Originally published Monday, June 9, 2008 at 12:00 AM
Yoga in a box: Teacher creates action figures
When Raymond D. Fogleman teaches his yoga class, he demonstrates the precision postures for students. When they're not in class, his students...
Newhouse News Service
HARRISBURG, Pa. — When Raymond D. Fogleman teaches his yoga class, he demonstrates the precision postures for students. When they're not in class, his students can consult his 3-D action figures.
"When I am showing them poses, I also am giving them a visual," Fogleman said. "It's very hard when you are learning to keep that visual in your mind."
To help novices when they are practicing alone, the Hummelstown, Pa., man created 16 3-D action figures to illustrate yoga's controlled breathing and stretching techniques. He calls his product "3-D Yogis and Yoginis Box of Poses."
Fogleman, 43, started studying yoga 14 years ago and has been teaching full time since 2003. He got the idea for the statuettes after finding a toy soldier in a collection of toys three years ago. He realized that the antithesis to a soldier would be a yoga figure.
The plastic statuettes are 3 inches tall or 3 inches wide depending on the pose. Each has a 1-by-2-inch base. Each of the eight yogis (male) and eight yoginis (female) statuettes has a number and a code embossed in its base. The code corresponds to an explanation of the pose in an accompanying instructional guide.
Yoga has been practiced for thousands of years in India. It is based on the principle of mind-body unity. Estimates are that 20 million people in America practice some form of yoga.

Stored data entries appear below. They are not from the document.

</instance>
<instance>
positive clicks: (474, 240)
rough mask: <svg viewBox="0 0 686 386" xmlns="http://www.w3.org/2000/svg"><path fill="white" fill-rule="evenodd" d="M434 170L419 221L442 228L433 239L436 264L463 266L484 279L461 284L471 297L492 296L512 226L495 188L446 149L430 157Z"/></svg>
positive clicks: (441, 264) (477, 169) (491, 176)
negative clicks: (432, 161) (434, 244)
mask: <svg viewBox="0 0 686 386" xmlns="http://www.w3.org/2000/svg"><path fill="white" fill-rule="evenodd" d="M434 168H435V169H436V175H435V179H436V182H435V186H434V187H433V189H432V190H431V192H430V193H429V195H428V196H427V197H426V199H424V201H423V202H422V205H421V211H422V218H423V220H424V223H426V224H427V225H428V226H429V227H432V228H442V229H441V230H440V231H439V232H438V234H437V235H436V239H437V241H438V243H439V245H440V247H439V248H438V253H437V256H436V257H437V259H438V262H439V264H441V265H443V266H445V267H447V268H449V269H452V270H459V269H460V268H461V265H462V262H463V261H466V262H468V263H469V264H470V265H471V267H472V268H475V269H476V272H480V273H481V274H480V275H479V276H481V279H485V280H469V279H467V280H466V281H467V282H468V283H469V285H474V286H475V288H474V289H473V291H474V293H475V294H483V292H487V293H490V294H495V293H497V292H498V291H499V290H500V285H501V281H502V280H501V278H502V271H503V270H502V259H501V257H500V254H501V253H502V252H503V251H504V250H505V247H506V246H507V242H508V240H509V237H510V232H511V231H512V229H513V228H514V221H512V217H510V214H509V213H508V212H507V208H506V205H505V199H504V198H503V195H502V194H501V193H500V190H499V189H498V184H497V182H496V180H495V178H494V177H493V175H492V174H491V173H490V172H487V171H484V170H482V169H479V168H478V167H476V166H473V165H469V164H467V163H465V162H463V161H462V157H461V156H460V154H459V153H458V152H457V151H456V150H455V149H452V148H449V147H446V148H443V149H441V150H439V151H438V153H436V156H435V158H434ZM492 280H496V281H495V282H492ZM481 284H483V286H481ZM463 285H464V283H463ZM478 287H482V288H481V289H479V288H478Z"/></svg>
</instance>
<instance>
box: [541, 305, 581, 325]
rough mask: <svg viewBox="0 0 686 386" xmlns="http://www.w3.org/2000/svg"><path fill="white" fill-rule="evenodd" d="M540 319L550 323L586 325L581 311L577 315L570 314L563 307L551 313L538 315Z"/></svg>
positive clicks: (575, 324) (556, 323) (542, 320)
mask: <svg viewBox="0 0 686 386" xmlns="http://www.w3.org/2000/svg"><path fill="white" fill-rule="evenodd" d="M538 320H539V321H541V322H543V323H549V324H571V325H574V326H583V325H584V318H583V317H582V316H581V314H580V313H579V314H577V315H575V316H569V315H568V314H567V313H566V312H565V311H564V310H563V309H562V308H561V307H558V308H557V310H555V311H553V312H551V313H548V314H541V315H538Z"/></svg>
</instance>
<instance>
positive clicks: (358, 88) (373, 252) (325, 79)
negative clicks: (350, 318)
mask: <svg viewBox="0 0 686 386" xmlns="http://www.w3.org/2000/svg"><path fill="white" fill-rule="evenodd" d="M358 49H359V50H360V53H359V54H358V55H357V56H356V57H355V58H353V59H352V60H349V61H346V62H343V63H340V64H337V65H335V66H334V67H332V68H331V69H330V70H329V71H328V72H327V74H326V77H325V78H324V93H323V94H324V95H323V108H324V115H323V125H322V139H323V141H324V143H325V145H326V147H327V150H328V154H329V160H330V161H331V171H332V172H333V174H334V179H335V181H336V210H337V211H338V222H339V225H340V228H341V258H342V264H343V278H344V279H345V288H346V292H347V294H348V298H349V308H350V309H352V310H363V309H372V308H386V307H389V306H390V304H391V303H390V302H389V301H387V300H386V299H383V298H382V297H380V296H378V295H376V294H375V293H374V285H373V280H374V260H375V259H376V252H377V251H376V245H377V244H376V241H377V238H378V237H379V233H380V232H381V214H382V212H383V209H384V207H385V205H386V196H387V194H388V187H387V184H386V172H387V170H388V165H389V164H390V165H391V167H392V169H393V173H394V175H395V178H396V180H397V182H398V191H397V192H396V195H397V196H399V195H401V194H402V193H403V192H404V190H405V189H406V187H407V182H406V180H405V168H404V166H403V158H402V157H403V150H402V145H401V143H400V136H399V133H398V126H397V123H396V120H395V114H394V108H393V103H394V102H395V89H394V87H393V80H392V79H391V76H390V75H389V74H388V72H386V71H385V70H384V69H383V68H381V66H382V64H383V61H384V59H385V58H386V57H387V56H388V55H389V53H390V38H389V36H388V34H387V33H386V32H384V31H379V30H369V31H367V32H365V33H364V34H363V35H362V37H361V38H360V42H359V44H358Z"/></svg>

Yoga poses help align muscles, bones, ligaments and tendons to improve posture and give the practitioner a feeling of center and balance, Fogleman said. Yoga exercises allow the spine to become elongated and muscles to become lengthened and stronger.
But yoga is more than physical exercise, Fogleman said. "A lot of yoga is self-reflection. It's meditation. It's making friends with your demons and your internal obstacles as well as external obstacles. ... Yoga teaches us how to perfect our bodies and our minds."
Fogleman hopes the action figures encourage children to become involved in yoga. "A younger person has a lot of energy," Fogleman said. Yoga can help harness that energy and develop a mind pattern to go along with it.
Jenny Shyk of Lower Paxton Township, Pa., said her daughter, Rose, 3, likes the yoga statuettes although she is too young to take a formal yoga course. "She lines them up and will imitate the poses," said Shyk, who has been studying yoga with Fogleman since October 2003.
Fogleman worked with a company in China to manufacture the statuettes. The company produced prototypes and Fogleman verified that the postures were exact.
The statuettes and packaging materials were made with recycled plastic and cardboard and nontoxic paint and plastic.
The "3-D Yogis and Yoginis Box of Poses" is $29.99 and available on Raymond Fogleman's Web site, www.rayzodyssey.com.